# [MEETUP] Auckland, October 13th 2004 8:00 pm



## vonnagy (Sep 8, 2004)

Hey all you Kiwi lurkers out there, join me for the great Auckland Photographic meetup!  All you non-kiwis, you have 1 months to get your arse in gear and fly to Auckland to meet up with us 

click here to find out more!


----------



## Karalee (Sep 8, 2004)

Oh yeah... seeya next month...


I wish :roll:


----------



## LaFoto (Oct 13, 2004)

The meet-up is ON! NOW! WOW!
Can't wait to hear who was there and what will come out of it!!!!!!!!!


----------



## Corry (Oct 13, 2004)

Hey,yeah...it is!!!!!!  I'm wonderin about this myself....


----------



## vonnagy (Oct 15, 2004)

lol, more interest has come up from you guys than the actual turnout - I met a cool guy named kevin with the nikon d-70, we are definately going to be in touch for some photoshoots around the auckland area.

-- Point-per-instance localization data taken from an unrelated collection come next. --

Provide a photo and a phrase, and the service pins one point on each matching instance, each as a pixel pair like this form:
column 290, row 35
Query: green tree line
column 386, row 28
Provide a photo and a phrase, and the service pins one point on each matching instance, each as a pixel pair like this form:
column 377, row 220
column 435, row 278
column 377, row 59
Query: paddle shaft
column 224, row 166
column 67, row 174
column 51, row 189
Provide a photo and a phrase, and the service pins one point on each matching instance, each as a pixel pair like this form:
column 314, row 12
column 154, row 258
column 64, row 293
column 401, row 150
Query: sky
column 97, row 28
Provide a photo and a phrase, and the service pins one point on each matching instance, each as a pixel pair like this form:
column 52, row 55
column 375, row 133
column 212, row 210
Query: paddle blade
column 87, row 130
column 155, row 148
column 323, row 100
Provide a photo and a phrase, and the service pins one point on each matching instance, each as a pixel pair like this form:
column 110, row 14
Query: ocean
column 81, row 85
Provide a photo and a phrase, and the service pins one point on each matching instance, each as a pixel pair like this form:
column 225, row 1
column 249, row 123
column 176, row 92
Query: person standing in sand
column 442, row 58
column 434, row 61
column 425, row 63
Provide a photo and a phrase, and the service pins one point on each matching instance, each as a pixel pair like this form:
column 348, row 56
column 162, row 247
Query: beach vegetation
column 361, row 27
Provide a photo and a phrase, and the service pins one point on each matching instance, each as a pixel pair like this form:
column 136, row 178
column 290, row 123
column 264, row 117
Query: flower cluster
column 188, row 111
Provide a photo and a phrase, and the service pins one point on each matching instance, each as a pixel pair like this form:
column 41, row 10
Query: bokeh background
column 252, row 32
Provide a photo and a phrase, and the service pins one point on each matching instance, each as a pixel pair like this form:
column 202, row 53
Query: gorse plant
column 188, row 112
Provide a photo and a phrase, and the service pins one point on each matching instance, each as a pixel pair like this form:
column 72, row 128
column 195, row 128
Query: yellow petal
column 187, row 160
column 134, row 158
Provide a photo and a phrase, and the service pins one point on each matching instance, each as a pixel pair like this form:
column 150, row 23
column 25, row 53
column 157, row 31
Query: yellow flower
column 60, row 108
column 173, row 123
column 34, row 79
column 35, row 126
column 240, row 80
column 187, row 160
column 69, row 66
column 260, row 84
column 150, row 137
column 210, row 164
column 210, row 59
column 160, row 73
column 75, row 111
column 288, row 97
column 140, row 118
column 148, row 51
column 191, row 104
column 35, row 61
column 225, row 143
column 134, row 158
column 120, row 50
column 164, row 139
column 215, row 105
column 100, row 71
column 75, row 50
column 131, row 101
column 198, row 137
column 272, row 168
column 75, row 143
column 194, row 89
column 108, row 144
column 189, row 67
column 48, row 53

There is always next month for you guys to join in


----------



## LaFoto (Oct 16, 2004)

Join in?
Me?
Next month?

Well, who helps me dig that hole through the centre of the earth, for all around is too far to go........

(Not that I wouldn't love to come and join you for a photographic expedition round Auckland, but...)


----------